ANCHORAGE (KTUU) - Anchorage transportation officials are proposing a fee for ride-sharing companies doing business at the airport. According to one of the major companies, it's a price too high, and will ultimately be a detriment to the people of Anchorage.
The fee was initially proposed at $3, but during a public comment period, many spoke out against it, some of which were either drivers with ride-sharing companies like Uber or Lyft, or customers who frequently use the popular apps.
Keith Day, international airport system controller for the Department of Transportation, said the price has been reduced to $2.50 now, and is intended to "try to restrict traffic being shifted" due to Lyft drivers congesting pick-up lanes at the airport.
The proposed fees won't just impact Lyft, but will also apply to Uber and other ride-sharing companies, also known as TNCs, or Transportation Network Companies.
Uber didn't reply to KTUU's emails, but Lyft did, and the company expressed disappointment with the proposed fees, which it says will directly impact the customers.
"We are disappointed that Alaska's Department of Transportation (DOT) continues to propose such high fees for both pickups and dropoffs-- costs that will ultimately impact customers and airport employees," Lauren Alexander, spokesperson with Lyft, said in an email on Friday.

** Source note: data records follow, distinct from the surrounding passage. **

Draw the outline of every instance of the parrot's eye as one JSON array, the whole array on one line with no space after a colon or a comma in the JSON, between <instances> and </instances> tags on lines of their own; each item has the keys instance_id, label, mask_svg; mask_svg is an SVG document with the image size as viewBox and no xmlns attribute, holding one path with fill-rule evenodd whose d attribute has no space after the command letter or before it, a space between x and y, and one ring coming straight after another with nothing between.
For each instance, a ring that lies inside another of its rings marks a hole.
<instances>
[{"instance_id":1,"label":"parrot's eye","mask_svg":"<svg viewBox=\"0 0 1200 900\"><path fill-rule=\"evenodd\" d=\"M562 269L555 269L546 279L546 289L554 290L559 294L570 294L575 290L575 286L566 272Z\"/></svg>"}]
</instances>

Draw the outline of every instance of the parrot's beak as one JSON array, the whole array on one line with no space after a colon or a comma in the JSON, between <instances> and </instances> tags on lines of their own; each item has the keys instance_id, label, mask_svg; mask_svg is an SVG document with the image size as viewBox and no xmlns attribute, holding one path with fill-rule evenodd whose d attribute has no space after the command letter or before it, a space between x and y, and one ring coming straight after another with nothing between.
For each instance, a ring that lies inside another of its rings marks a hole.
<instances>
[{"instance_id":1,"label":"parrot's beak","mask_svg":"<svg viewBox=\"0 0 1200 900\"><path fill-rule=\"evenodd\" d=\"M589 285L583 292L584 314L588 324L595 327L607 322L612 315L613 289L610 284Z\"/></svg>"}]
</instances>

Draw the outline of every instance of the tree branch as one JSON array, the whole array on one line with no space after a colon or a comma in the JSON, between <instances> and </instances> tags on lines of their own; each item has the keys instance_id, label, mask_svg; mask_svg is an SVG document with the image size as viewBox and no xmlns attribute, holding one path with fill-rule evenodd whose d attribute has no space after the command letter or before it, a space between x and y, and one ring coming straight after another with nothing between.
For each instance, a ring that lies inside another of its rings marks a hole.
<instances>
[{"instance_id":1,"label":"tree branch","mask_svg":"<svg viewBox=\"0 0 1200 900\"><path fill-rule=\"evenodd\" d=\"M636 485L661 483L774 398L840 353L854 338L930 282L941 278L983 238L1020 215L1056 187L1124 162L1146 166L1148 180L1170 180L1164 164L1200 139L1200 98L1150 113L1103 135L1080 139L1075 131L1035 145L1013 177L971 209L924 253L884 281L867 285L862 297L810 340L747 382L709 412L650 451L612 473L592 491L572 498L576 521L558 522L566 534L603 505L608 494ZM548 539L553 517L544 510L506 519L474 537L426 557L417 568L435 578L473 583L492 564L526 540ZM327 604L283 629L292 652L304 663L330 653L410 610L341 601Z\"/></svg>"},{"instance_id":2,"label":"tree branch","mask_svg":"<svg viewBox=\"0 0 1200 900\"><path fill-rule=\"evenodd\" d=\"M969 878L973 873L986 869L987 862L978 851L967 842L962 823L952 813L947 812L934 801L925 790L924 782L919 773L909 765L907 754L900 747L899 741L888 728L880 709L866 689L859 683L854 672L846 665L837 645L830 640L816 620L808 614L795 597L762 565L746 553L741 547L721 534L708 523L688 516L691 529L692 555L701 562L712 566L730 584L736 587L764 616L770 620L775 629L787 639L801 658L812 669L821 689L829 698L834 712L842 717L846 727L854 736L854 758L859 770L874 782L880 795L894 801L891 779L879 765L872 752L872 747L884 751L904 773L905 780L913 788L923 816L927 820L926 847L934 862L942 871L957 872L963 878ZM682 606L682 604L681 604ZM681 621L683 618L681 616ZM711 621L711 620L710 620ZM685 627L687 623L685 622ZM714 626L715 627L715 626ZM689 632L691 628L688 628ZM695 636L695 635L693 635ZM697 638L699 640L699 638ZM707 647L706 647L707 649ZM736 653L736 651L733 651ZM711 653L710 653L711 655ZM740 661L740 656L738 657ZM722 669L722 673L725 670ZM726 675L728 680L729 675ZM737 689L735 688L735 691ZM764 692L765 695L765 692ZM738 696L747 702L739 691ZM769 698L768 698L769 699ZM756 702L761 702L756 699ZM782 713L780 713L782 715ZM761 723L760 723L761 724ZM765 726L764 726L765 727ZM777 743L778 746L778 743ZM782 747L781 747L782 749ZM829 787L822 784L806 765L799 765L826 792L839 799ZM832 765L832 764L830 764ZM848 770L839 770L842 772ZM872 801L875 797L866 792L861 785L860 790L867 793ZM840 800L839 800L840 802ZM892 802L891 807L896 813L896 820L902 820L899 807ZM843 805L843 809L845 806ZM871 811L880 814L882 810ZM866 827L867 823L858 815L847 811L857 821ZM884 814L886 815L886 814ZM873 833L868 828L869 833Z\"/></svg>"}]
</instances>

"We hope that the DOT will reconsider these unfair and high fees," Alexander said. As for being "unfair," Day disagreed.
Day said that, as of right now, other shuttle and cab companies who use the airport already pay "some form of compensation," and that the proposed fee will just be the way in which transportation giants like Uber or Lyft pay their fair share.
In addition, Day said an added benefit of the fee will be to collect data on exactly how much TNCs are impacting Ted Stevens.
"That's probably the bigger reason we're seeing that rate being imposed on it," Day said. "They're operating and have been operating is our understanding, but we don't know how many, we don't know how often. They're not regulated and we don't know much about them at this point."